Paragraph 12A of the Eighth Schedule to the Income Tax Act imposes the CGT on a targeted ‘debt benefit’, which, simply put, is the cancellation or waiver of a debt used to fund capital expenditure.

The paragraph 12A exemption applies only to a donation ‘in respect of which donations tax is payable’. Donations tax is not payable on the s 56(2)(b) exempt amount of R100 000, thus the CGT exemption cannot apply in circumstances in which a trust founder/creditor with a credit loan account waives R100 000 a year.

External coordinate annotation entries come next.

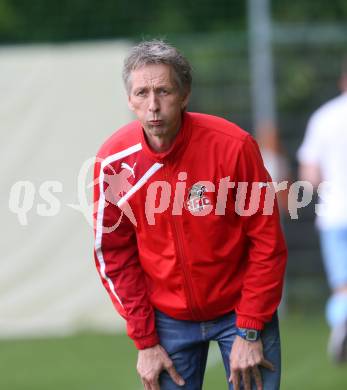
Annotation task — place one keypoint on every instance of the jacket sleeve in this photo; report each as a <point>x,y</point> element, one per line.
<point>117,262</point>
<point>266,252</point>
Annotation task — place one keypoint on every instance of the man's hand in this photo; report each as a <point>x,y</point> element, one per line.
<point>245,357</point>
<point>151,362</point>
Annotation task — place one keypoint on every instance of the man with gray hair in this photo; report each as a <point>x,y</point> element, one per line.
<point>323,160</point>
<point>185,256</point>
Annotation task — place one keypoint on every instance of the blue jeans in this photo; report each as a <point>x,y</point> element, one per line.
<point>187,344</point>
<point>334,251</point>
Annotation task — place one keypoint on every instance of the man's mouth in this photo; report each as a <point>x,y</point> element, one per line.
<point>155,122</point>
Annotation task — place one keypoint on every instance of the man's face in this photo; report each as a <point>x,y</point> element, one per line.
<point>156,100</point>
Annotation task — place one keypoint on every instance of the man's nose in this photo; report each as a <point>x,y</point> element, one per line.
<point>153,103</point>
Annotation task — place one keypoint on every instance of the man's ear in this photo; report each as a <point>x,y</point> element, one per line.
<point>130,104</point>
<point>185,100</point>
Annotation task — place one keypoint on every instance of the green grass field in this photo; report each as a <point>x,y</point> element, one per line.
<point>98,362</point>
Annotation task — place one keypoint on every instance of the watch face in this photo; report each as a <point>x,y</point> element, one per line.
<point>252,335</point>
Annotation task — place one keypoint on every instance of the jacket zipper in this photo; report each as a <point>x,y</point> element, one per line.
<point>180,251</point>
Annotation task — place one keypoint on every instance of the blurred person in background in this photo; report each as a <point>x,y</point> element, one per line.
<point>180,274</point>
<point>323,158</point>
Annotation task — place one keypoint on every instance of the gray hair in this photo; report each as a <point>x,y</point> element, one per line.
<point>158,52</point>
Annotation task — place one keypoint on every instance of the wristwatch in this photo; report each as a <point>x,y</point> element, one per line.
<point>248,334</point>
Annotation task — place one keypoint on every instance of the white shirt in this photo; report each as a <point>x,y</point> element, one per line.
<point>325,145</point>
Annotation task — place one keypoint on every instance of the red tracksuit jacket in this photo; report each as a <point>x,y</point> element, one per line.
<point>169,233</point>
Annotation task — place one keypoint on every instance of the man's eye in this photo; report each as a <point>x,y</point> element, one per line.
<point>140,93</point>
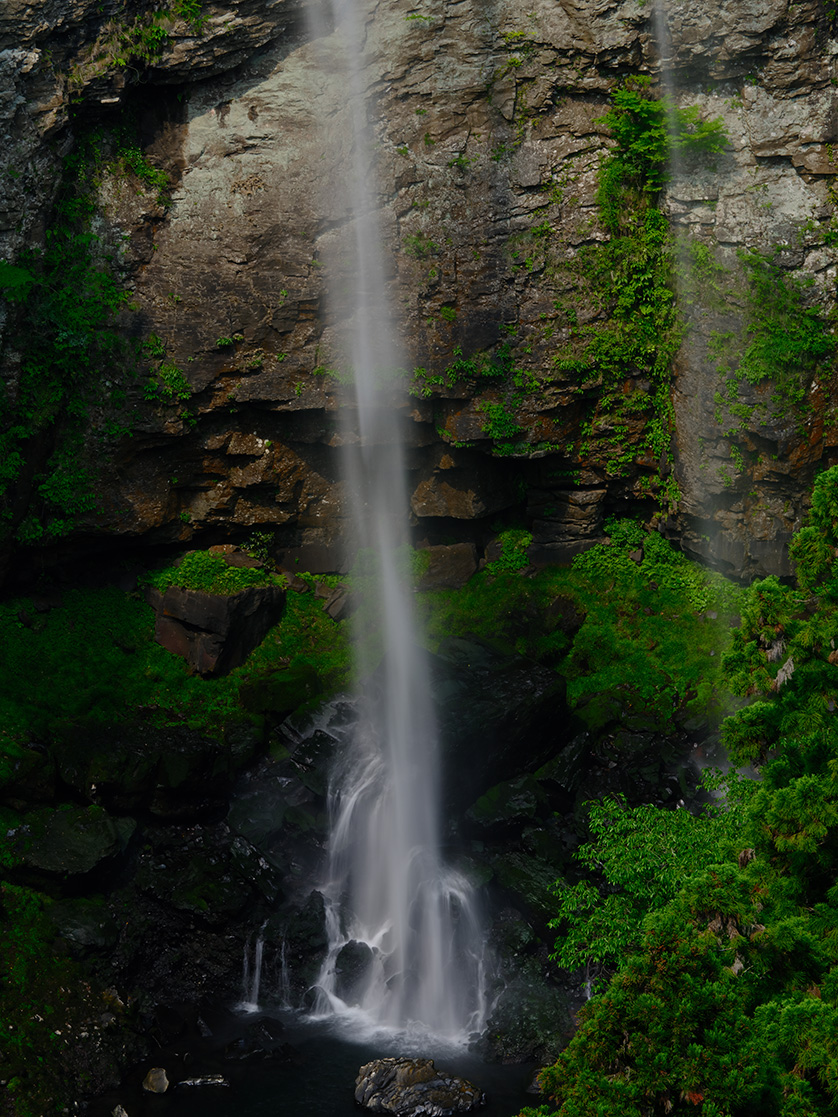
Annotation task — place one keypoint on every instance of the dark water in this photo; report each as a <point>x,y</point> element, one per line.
<point>318,1082</point>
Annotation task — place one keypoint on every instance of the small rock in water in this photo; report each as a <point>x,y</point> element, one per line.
<point>205,1080</point>
<point>155,1081</point>
<point>412,1087</point>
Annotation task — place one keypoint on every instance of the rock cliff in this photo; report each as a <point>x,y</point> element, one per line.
<point>486,118</point>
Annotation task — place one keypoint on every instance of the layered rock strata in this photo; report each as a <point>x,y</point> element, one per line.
<point>488,136</point>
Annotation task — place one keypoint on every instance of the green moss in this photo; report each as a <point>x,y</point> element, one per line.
<point>209,573</point>
<point>97,660</point>
<point>46,1001</point>
<point>653,633</point>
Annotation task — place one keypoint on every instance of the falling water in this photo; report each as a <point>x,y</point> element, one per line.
<point>251,975</point>
<point>408,922</point>
<point>666,64</point>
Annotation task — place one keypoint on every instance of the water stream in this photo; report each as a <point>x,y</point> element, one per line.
<point>406,945</point>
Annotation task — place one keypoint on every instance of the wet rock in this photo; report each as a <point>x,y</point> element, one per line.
<point>413,1087</point>
<point>85,924</point>
<point>70,840</point>
<point>448,566</point>
<point>281,693</point>
<point>156,1080</point>
<point>495,708</point>
<point>352,967</point>
<point>532,1021</point>
<point>173,772</point>
<point>205,1080</point>
<point>507,802</point>
<point>215,632</point>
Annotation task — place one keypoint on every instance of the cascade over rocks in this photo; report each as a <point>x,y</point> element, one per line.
<point>484,235</point>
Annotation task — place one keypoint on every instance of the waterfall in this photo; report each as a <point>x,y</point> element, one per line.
<point>405,937</point>
<point>666,60</point>
<point>251,975</point>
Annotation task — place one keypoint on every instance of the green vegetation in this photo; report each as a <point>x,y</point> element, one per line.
<point>208,572</point>
<point>140,40</point>
<point>630,280</point>
<point>635,862</point>
<point>96,658</point>
<point>650,633</point>
<point>727,1004</point>
<point>788,340</point>
<point>46,998</point>
<point>66,297</point>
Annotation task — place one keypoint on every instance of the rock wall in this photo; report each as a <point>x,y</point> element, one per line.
<point>487,133</point>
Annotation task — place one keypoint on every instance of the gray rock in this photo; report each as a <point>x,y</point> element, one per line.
<point>155,1081</point>
<point>415,1088</point>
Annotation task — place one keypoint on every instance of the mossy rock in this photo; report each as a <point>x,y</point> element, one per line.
<point>507,802</point>
<point>70,840</point>
<point>85,924</point>
<point>281,693</point>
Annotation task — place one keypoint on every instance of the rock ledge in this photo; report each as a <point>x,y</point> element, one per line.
<point>413,1088</point>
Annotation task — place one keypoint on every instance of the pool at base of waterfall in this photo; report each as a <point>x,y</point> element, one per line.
<point>303,1067</point>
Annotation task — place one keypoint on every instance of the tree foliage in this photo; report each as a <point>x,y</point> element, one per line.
<point>729,1003</point>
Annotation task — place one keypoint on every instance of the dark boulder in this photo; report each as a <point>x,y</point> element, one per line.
<point>448,566</point>
<point>500,715</point>
<point>215,632</point>
<point>70,841</point>
<point>174,772</point>
<point>412,1087</point>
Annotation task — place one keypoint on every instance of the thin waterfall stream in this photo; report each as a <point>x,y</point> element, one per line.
<point>406,944</point>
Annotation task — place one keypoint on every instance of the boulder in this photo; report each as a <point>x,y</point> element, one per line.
<point>352,970</point>
<point>215,632</point>
<point>497,714</point>
<point>156,1080</point>
<point>448,566</point>
<point>412,1087</point>
<point>70,841</point>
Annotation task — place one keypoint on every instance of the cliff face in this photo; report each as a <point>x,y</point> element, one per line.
<point>486,125</point>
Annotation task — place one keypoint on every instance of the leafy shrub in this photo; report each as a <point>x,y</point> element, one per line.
<point>210,573</point>
<point>514,542</point>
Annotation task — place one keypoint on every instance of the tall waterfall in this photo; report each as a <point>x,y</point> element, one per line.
<point>405,941</point>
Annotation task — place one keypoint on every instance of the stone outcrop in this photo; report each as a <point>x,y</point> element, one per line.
<point>488,136</point>
<point>413,1087</point>
<point>215,632</point>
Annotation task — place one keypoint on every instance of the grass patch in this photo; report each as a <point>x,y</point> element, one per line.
<point>95,660</point>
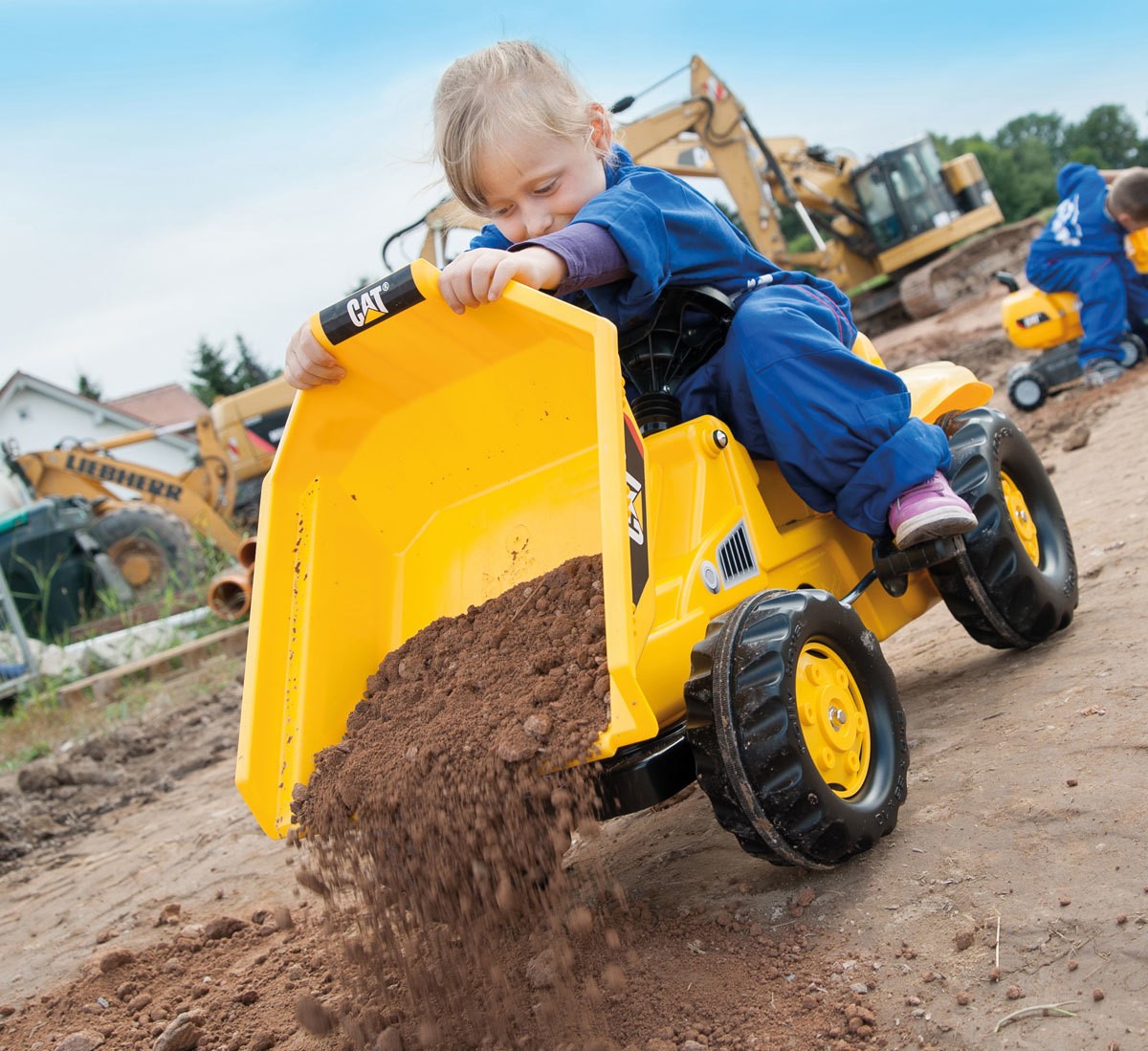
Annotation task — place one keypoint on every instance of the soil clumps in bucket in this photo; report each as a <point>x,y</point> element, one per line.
<point>436,827</point>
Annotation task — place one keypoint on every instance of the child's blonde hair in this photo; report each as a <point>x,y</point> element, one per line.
<point>1129,195</point>
<point>510,88</point>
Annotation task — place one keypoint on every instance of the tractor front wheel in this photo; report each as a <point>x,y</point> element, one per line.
<point>797,730</point>
<point>1017,581</point>
<point>153,550</point>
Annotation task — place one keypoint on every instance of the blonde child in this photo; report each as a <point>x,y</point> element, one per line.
<point>1082,251</point>
<point>571,212</point>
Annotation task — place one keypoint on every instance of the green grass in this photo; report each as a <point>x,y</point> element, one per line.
<point>39,722</point>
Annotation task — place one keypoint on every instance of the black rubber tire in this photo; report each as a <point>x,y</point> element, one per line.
<point>750,751</point>
<point>1017,602</point>
<point>1132,350</point>
<point>1027,389</point>
<point>155,550</point>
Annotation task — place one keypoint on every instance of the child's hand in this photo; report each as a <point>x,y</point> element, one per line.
<point>310,363</point>
<point>481,275</point>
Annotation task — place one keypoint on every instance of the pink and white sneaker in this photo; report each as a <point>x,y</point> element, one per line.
<point>928,512</point>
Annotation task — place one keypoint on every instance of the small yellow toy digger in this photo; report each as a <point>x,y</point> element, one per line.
<point>1049,323</point>
<point>463,455</point>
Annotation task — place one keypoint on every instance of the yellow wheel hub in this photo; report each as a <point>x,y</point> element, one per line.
<point>833,719</point>
<point>1022,520</point>
<point>141,562</point>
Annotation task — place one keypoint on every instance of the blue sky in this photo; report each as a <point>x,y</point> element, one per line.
<point>183,170</point>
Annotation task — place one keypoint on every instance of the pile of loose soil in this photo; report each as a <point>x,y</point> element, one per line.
<point>435,834</point>
<point>55,799</point>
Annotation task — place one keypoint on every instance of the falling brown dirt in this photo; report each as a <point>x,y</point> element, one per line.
<point>142,908</point>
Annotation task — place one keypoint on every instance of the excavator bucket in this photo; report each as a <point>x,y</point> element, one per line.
<point>459,457</point>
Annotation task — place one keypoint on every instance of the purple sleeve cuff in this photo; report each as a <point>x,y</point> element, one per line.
<point>590,253</point>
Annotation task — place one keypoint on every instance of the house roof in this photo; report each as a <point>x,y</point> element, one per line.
<point>21,381</point>
<point>161,405</point>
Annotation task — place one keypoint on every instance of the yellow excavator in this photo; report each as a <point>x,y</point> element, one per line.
<point>887,230</point>
<point>147,520</point>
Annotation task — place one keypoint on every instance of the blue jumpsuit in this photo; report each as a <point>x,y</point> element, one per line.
<point>785,380</point>
<point>1082,251</point>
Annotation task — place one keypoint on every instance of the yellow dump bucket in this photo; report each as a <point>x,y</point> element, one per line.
<point>460,455</point>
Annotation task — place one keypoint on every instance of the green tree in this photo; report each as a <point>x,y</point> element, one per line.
<point>87,388</point>
<point>215,378</point>
<point>248,372</point>
<point>210,373</point>
<point>1048,128</point>
<point>1107,137</point>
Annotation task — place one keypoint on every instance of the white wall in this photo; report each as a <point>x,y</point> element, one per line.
<point>39,423</point>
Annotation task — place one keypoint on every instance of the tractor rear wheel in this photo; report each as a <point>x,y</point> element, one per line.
<point>153,549</point>
<point>1017,581</point>
<point>797,731</point>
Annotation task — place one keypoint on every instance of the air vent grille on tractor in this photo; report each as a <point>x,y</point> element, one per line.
<point>735,557</point>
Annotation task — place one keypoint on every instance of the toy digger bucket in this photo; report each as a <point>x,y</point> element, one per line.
<point>459,457</point>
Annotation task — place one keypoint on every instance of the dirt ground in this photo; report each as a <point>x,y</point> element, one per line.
<point>141,907</point>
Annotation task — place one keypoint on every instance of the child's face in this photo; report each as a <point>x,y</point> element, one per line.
<point>535,184</point>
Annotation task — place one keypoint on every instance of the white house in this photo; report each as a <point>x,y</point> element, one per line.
<point>39,415</point>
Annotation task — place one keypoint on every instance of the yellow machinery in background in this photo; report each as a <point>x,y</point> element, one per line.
<point>147,518</point>
<point>1049,323</point>
<point>894,222</point>
<point>465,454</point>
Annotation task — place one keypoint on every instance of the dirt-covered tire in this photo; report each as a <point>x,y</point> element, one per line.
<point>1019,581</point>
<point>1027,388</point>
<point>153,549</point>
<point>797,731</point>
<point>1132,350</point>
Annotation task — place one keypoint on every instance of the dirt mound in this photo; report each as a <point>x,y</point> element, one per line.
<point>1014,882</point>
<point>434,834</point>
<point>55,799</point>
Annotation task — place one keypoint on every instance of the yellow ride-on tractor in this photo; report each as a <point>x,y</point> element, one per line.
<point>1049,323</point>
<point>465,454</point>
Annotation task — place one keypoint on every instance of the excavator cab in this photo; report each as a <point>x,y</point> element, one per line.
<point>906,191</point>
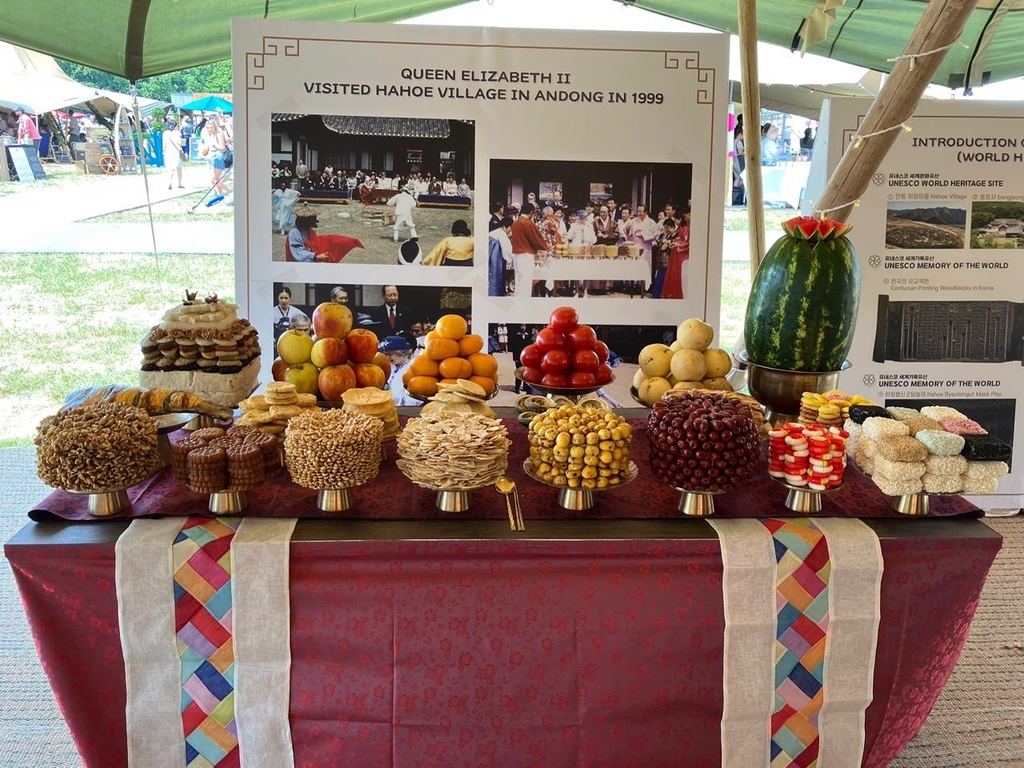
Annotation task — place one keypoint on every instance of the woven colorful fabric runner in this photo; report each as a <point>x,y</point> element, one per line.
<point>203,606</point>
<point>202,555</point>
<point>803,571</point>
<point>802,606</point>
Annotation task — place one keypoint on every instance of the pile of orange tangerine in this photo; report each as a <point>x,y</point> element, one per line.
<point>451,353</point>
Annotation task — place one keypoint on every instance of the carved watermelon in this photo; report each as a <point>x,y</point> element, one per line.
<point>803,305</point>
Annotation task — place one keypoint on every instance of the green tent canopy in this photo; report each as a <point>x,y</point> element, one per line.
<point>868,33</point>
<point>141,38</point>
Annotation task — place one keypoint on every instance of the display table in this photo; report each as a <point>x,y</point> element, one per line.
<point>461,643</point>
<point>419,637</point>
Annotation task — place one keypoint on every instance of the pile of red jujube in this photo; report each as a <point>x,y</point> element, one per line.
<point>810,455</point>
<point>702,441</point>
<point>566,354</point>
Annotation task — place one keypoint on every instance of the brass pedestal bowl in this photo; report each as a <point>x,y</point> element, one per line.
<point>779,391</point>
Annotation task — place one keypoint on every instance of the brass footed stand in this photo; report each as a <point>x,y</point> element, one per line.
<point>697,503</point>
<point>227,502</point>
<point>911,505</point>
<point>334,500</point>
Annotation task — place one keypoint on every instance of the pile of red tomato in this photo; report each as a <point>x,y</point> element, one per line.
<point>566,354</point>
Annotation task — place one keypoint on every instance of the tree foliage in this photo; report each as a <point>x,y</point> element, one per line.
<point>213,78</point>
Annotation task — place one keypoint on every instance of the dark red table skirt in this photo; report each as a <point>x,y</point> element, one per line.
<point>474,651</point>
<point>392,496</point>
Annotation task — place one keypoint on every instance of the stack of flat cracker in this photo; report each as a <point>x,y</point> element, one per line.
<point>269,412</point>
<point>829,409</point>
<point>375,402</point>
<point>454,450</point>
<point>464,395</point>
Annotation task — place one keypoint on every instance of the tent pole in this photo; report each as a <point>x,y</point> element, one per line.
<point>939,28</point>
<point>747,13</point>
<point>141,160</point>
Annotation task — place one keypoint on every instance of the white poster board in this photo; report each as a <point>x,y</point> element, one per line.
<point>584,116</point>
<point>940,238</point>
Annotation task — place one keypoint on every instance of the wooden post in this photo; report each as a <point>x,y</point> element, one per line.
<point>747,14</point>
<point>940,26</point>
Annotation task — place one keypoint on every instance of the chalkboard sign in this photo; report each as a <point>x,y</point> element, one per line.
<point>24,161</point>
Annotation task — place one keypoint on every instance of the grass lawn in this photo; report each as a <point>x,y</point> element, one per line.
<point>77,321</point>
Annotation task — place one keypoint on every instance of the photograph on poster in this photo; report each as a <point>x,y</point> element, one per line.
<point>996,416</point>
<point>387,310</point>
<point>997,224</point>
<point>589,228</point>
<point>949,331</point>
<point>507,340</point>
<point>372,189</point>
<point>924,223</point>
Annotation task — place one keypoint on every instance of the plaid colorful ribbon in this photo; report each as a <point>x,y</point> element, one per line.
<point>202,555</point>
<point>803,574</point>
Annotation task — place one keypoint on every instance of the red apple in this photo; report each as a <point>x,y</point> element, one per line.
<point>530,356</point>
<point>329,351</point>
<point>531,375</point>
<point>555,380</point>
<point>303,376</point>
<point>384,364</point>
<point>361,345</point>
<point>369,375</point>
<point>334,380</point>
<point>548,339</point>
<point>278,369</point>
<point>332,320</point>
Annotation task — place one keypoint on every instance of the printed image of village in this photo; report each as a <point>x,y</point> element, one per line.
<point>925,224</point>
<point>997,224</point>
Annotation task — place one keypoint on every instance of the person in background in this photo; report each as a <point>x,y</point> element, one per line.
<point>456,250</point>
<point>499,257</point>
<point>339,295</point>
<point>284,198</point>
<point>304,244</point>
<point>497,212</point>
<point>173,155</point>
<point>284,311</point>
<point>526,244</point>
<point>186,133</point>
<point>403,203</point>
<point>28,131</point>
<point>643,230</point>
<point>738,166</point>
<point>519,341</point>
<point>769,144</point>
<point>399,351</point>
<point>300,322</point>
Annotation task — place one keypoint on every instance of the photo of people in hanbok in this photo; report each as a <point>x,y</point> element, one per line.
<point>397,190</point>
<point>580,228</point>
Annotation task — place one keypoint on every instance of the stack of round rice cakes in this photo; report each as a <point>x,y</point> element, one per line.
<point>454,450</point>
<point>212,460</point>
<point>269,412</point>
<point>462,395</point>
<point>376,402</point>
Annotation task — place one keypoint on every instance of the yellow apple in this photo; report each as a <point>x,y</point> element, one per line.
<point>294,347</point>
<point>655,359</point>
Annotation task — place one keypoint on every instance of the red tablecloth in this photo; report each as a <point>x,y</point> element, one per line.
<point>392,496</point>
<point>557,649</point>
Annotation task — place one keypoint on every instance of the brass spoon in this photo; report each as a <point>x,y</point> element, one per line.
<point>506,486</point>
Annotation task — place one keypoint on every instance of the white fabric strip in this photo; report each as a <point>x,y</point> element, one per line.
<point>261,623</point>
<point>143,576</point>
<point>855,608</point>
<point>749,664</point>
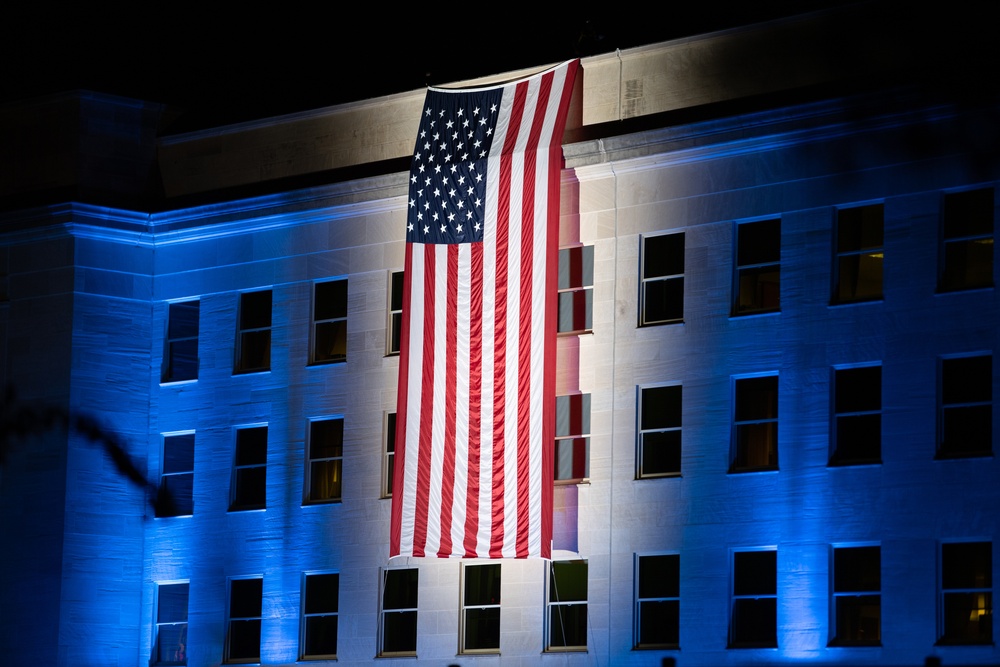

It follows that, when para 12A applies, the donation is subject to the CGT in the hands of a domestically resident debtor trust.
Some commentators are of the view that, if the founder makes an annual donation to the trust and the trust uses its own funds to repay the loan by R100 000 a year, the loan account would be reduced without incurral of the CGT liability. I am not so sure that such a transaction might not be viewed as a disguised waiver of debt and ignored by SARS, either under common law, as a sham, or as an impermissible tax arrangement under s 80A.

The position, is, prima facie, different, in my view, for a nonresident trust, for the reason that a nonresident is not subject to the CGT. Under para 2 of the Eighth Schedule, for a nonresident, only immovable property situate in the RSA and assets connected with a permanent establishment in the RSA are subject to the CGT.

Thus, prima facie, the annual donations tax exemption will not be subject to the CGT in the hands of a nonresident debtor trust.

Nevertheless, para 80 of the Eighth Schedule, which applies when a resident beneficiary obtains a vested right to trust capital, could apply at a future date of vesting. Paragraph 80 provides that any amount that would have been a capital gain had the nonresident trust been a resident will be subject to the CGT.

Thus a deferred CGT event potentially arises.